Airtel asks CIO Jai Menon to resign due to code of conduct violations

Telecom service provider Bharti Airtel has asked its chief information officer (CIO) Jai Menon to step down due to code of conduct violations.

According to a report in Economic Times, during an investigation, it was found that Menon, who turns 50 in January, had economic interests in some of the companies which were awarded contracts.

TelecomLead.com could not verify these allegations.

Airtel Jai Menon

ET report says Menon denied this issue as he said the allegations are not true and he was not asked to leave from Airtel, the leading telecom operator in India.
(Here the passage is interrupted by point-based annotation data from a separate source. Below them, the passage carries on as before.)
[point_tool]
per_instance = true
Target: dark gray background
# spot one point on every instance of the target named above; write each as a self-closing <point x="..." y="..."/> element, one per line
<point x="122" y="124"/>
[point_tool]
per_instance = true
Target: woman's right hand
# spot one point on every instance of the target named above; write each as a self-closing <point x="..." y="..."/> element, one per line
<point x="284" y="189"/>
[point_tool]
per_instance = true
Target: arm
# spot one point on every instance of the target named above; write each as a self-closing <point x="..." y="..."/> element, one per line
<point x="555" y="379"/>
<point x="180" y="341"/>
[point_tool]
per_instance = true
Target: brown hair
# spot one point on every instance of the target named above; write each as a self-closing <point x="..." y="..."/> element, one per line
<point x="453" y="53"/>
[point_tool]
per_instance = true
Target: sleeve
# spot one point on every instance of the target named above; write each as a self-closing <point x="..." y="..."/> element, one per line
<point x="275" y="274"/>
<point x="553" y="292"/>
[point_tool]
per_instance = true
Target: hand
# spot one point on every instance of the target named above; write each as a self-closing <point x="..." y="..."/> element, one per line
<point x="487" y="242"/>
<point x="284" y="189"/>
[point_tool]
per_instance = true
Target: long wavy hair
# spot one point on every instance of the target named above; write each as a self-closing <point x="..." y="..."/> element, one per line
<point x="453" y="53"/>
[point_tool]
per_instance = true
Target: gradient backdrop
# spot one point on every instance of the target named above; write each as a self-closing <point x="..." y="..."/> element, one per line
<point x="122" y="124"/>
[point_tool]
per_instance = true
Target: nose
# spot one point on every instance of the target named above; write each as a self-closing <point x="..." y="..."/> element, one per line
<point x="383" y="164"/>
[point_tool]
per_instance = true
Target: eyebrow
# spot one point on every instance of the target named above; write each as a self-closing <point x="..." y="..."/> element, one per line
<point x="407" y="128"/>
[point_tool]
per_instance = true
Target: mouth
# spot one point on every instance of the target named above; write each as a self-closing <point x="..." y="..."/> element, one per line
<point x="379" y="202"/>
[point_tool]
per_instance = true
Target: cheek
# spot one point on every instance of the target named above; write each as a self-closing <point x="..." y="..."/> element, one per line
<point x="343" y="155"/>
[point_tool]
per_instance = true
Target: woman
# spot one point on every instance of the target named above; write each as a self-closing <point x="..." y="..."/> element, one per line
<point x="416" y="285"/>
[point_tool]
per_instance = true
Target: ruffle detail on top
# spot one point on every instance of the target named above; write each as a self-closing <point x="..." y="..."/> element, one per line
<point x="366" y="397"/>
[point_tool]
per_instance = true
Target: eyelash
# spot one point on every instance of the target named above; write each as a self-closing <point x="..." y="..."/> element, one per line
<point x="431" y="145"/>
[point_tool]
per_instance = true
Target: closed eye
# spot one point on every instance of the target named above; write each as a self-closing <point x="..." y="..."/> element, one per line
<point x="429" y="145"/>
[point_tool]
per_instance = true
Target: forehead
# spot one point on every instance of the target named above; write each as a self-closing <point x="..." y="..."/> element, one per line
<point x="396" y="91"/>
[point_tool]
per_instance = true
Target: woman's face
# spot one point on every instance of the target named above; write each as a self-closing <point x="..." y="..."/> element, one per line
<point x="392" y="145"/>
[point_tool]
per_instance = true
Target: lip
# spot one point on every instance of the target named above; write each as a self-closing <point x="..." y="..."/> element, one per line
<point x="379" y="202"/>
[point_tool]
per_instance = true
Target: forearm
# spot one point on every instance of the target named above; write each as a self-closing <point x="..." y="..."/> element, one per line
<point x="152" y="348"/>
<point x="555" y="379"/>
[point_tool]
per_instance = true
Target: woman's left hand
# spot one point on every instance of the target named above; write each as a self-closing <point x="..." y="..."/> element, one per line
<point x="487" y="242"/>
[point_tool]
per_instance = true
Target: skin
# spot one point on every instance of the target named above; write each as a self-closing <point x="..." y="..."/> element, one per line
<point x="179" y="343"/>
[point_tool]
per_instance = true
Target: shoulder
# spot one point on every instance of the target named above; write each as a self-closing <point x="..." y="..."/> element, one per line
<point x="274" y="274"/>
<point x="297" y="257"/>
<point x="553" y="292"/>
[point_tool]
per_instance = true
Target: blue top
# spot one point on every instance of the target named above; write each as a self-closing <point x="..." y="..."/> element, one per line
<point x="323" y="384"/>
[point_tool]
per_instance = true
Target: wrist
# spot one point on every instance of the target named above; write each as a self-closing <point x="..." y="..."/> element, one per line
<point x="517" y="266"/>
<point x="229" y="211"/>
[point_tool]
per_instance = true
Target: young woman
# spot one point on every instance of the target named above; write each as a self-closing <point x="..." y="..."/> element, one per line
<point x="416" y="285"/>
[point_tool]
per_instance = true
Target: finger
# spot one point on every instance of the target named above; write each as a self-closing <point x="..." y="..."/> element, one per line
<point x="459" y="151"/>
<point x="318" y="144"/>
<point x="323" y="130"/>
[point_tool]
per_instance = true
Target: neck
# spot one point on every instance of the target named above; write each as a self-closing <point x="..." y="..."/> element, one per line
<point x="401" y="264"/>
The report says Menon’s office was sealed on 3 December and asked him to leave with immediate effect.

Airtel is currently probing the matter. It is believed that some of the vendors under the guidance of Menon received outsourcing orders from Bharti Airtel.

Earlier, he resigned from Airtel in two occasions to work with rivals such as Vodafone and Reliance Communications for short period.

In April 2011, Menon returned to Bharti Airtel with some global role after spending one year with rival Vodafone.

In the earlier stint, he joined Airtel in 2002 as CIO and corporate director for information technology, becoming group CIO in 2007.

As Bharti’s CIO, he was the architect of $800-million, 10-year deal with IBM, under which Bharti outsourced all its IT requirements to the global giant.

In 2005, Menon had quit Bharti to join rival Reliance Communications but came back to the Bharti-fold within a few days.

Currently, IBM and Airtel are re-negotiating for a deal.

Meanwhile, Mint reported that Menon has put in his papers to go back to research and innovation of new technologies after spending more than a decade at the group.

“I spent my forties consuming IT in the telecom sector, my thirties creating and innovating IT through IBM in the US and my twenties in deep core mathematics research. In my fifties, I want to go back to deep technology research and create IP (intellectual property) and technologies rather than as a consumer of technology,” Menon told Mint.

Before joining Bharti Airtel, Menon had filed more than 30 patents.

After Bharti Airtel’s acquisition of Kuwait-based Zain’s Africa assets in 2010, Menon was additionally appointed as chief technology and information officer of Airtel Africa, where he ran networks and IT, in addition to serving as Bharti’s Group CIO.

He started his career at IBM’s TJ Watson Research Labs in the US and became an executive director in IBM’s Software Group, heading worldwide research-to-market business. From there he joined AT&T as chief technology officer for IT across all lines of businesses.